The U.S. Department of Education’s What Works Clearinghouse (WWC) recently updated its online database of middle school math interventions and found only one program to have strong evidence of a positive effect on student achievement, with no contradictory evidence.
The WWC rates the effects of an intervention in one of seven ways: positive, potentially positive, mixed, no discernible effects, potentially negative, or negative. One program, the I CAN Learn® IIS, earned the highest score, a "positive" rating. Ratings of eight other math intervention programs ranged from no discernible effects to potentially positive effects.
The WWC rating of effectiveness takes into account four factors: the quality of the research design, the statistical significance of the findings, the size of the difference between participants in the intervention and the comparison conditions, and the consistency in findings across studies.
Two recent examples of schools boosting their math scores highlight the WWC results.

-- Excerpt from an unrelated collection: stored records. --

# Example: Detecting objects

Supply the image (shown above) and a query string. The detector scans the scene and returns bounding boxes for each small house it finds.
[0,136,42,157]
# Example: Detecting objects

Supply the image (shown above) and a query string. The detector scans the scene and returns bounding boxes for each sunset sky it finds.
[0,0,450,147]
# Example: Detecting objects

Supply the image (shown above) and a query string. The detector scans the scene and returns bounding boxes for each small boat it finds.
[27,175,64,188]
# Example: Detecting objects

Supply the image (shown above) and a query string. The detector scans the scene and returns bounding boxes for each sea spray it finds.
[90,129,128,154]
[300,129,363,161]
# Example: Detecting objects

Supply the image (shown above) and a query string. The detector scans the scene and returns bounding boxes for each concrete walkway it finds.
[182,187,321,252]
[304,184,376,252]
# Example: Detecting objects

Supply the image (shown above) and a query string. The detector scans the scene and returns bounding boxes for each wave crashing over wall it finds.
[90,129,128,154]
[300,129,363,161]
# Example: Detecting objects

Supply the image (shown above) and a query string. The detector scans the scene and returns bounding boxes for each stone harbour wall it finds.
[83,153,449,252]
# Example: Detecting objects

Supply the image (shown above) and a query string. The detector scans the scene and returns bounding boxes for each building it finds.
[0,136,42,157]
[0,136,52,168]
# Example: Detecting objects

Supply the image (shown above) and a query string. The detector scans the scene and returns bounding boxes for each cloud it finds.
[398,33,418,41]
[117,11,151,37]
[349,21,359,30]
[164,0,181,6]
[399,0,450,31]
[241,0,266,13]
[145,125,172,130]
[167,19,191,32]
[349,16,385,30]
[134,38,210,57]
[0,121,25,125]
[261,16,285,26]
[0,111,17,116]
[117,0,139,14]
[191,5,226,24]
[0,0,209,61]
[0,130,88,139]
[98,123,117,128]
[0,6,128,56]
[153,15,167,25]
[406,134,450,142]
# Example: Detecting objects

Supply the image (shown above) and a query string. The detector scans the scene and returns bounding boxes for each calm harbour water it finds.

At Florida's Indiantown Middle School, a school with an 80 percent Hispanic enrollment, roughly half of which are English Language Learners, the percentage of students scoring at or above state grade levels in math has increased from 38 percent (2003) to 67 percent (2009) since implementing the I CAN Learn® IIS six years ago.
At Granite Public Schools in Oklahoma, the percentage of eighth grade students passing the state’s Algebra I test more than doubled, increasing from 43 percent in 2007 to 91 percent in 2009. This occurred in the school’s first two years using the I CAN Learn® IIS.
“We are proud of the work that we have done in the past to achieve the What Works Clearinghouse’s positive effects rating and continue to improve the program every day to keep it,” said Jacqueline Canales, curriculum specialist for the I CAN Learn® IIS.